Es sabido lo difícil que resulta hoy en día publicar una novela en nuestro país, sea cual fuere su temática y, obviamente, dejando de lado la ingrata opción de la autopublicación (de la que en otra entrada hablaré). Por ello el único camino restante para los escritores noveles es presentar sus obras a concursos del género que le corresponda, con todo lo costoso y drámatico que ello conlleva: gastos de impresión, copia, encuadernación y envío por correo; y luego esperar, y no desesperar que es lo difícil, a sabiendas de que la propia obra está mezclada entre cientos de otras de gran potencial.

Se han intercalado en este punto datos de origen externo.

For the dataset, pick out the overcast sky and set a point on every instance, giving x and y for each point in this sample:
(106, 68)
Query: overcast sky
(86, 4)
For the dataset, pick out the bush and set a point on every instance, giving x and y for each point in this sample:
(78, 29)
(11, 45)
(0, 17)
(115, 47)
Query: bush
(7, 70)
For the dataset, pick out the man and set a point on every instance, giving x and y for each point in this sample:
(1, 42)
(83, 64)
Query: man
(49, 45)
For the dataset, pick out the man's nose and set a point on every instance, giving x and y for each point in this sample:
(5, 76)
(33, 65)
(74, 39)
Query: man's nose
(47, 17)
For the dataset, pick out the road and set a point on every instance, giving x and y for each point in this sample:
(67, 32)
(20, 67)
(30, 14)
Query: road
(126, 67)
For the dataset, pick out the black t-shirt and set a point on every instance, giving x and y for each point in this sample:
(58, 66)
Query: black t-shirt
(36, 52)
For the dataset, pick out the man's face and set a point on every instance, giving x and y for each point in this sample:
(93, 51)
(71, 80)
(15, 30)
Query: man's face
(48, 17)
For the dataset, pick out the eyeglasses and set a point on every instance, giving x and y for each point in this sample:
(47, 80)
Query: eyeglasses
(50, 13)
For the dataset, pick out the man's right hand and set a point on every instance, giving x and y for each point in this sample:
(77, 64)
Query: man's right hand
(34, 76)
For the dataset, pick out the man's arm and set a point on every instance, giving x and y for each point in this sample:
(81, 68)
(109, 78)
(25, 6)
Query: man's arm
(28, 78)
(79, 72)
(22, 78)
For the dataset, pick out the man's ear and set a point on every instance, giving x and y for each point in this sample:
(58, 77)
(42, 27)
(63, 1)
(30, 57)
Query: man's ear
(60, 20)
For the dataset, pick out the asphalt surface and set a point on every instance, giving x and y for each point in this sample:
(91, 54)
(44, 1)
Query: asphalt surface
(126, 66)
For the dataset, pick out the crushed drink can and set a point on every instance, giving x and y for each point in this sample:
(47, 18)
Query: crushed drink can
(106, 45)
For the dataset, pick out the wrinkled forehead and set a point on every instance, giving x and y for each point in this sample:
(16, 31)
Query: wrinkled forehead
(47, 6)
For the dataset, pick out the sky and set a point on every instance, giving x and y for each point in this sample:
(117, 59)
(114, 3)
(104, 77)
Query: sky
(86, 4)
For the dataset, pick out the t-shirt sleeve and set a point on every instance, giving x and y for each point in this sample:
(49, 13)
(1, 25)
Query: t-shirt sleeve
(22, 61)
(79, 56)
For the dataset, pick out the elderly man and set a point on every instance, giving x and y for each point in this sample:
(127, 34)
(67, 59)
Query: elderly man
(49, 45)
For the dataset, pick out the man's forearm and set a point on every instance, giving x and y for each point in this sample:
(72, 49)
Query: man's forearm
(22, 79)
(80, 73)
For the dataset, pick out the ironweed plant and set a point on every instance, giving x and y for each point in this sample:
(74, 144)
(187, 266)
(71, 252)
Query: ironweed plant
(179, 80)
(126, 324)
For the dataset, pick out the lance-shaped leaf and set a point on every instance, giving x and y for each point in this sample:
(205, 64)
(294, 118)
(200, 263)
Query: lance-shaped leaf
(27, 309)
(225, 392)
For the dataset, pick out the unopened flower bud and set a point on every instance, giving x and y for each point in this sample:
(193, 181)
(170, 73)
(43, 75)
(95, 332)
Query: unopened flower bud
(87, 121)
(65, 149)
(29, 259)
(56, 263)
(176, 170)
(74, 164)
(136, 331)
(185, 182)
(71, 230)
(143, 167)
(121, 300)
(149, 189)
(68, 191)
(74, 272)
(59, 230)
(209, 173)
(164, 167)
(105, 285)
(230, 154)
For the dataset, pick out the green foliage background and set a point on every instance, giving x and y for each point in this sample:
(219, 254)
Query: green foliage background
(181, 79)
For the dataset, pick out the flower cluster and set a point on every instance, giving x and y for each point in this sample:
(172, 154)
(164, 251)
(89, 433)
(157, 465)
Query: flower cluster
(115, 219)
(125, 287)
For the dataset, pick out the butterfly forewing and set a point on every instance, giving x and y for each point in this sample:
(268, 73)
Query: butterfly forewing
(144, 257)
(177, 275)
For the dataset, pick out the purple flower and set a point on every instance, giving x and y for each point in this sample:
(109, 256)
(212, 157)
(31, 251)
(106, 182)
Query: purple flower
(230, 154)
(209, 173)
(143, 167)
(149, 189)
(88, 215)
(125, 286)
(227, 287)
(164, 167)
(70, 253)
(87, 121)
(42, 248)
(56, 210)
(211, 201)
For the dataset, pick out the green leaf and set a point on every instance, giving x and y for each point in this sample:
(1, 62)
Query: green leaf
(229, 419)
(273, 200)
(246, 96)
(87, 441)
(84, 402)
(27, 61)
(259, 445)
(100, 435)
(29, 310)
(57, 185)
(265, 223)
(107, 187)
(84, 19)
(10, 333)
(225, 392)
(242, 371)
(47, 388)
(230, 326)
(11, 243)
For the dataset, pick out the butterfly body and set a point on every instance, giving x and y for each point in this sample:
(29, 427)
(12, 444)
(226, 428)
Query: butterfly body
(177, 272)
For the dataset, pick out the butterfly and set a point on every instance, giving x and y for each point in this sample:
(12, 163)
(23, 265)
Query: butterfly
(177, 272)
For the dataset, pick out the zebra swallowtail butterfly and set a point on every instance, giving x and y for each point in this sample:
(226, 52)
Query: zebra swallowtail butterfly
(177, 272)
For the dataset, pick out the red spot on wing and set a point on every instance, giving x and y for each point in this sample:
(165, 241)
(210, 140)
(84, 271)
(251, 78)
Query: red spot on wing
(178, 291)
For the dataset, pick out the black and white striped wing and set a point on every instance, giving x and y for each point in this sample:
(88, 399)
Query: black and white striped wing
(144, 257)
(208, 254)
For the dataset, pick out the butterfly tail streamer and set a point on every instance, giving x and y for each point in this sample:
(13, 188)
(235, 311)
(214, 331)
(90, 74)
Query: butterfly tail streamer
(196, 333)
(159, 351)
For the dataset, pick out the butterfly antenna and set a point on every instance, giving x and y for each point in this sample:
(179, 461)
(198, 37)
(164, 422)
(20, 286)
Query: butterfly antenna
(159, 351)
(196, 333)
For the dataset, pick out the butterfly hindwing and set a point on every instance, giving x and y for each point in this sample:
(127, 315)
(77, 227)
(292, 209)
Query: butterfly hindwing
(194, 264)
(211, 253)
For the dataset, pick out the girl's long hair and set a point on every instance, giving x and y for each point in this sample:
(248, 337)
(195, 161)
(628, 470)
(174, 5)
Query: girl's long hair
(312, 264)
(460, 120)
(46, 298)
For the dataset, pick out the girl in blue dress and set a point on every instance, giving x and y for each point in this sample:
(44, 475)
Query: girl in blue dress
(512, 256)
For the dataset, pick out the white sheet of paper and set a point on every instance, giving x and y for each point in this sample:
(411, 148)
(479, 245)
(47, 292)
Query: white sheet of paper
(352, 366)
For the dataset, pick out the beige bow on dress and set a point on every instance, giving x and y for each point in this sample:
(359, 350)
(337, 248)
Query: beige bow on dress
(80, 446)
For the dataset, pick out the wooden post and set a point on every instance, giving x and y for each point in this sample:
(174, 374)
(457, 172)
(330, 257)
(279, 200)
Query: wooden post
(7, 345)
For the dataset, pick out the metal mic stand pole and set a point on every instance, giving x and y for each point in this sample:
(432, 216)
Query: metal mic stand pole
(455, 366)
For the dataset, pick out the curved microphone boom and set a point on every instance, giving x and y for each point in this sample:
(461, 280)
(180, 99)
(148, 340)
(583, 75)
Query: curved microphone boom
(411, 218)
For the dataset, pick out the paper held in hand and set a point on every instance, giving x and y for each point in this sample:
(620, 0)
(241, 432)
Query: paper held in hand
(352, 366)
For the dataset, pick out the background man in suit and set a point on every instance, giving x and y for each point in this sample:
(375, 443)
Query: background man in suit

Las chances de resultar ganador en un concurso no son muy amplias, aún cuando nuestra obra sea genial, y eso se debe a que quienes la evalúan son seres sensibles como nosotros y poseen gustos particulares que tal vez no vayan por los mismos carriles que los propios. Además tenemos que tener en cuenta factores como la predisposición al tema tratado, el humor que el jurado posea ese día, incluso el momento del día en que es leída. Todos estos factores, decisivos en todos los casos, hacen muy reducidas las chances. Otra realidad de los concursos es que existe un grupo de Seleccionadores previos al jurado que hacen una "depuración" de las obras. ¿Por qué? Simple. Ningún ser humano puede leer 100 novelas (200 cuentos) en uno o dos meses, por lo menos pasando de las dos primeras carillas, de manera que a manos del jurado llegan una decena, como mucho, de entre las cuales surgirá el vencedor.
Visto todo esto uno puede pensar que es demasiado poco probable que un escritor novel llegue a publicar su obra a través de un concurso. A no desesperar, además del primer premio existe otro factor relevante a rescatar: La obra es leída, con algo de suerte, por algún editor, y eso ya es mucho decir. Si es buena puede ser rescatada posteriormente.
Por lo tanto, los noveles como yo, nos vemos prácticamente obligados a presentarnos a los concursos... ¡y ganarlos!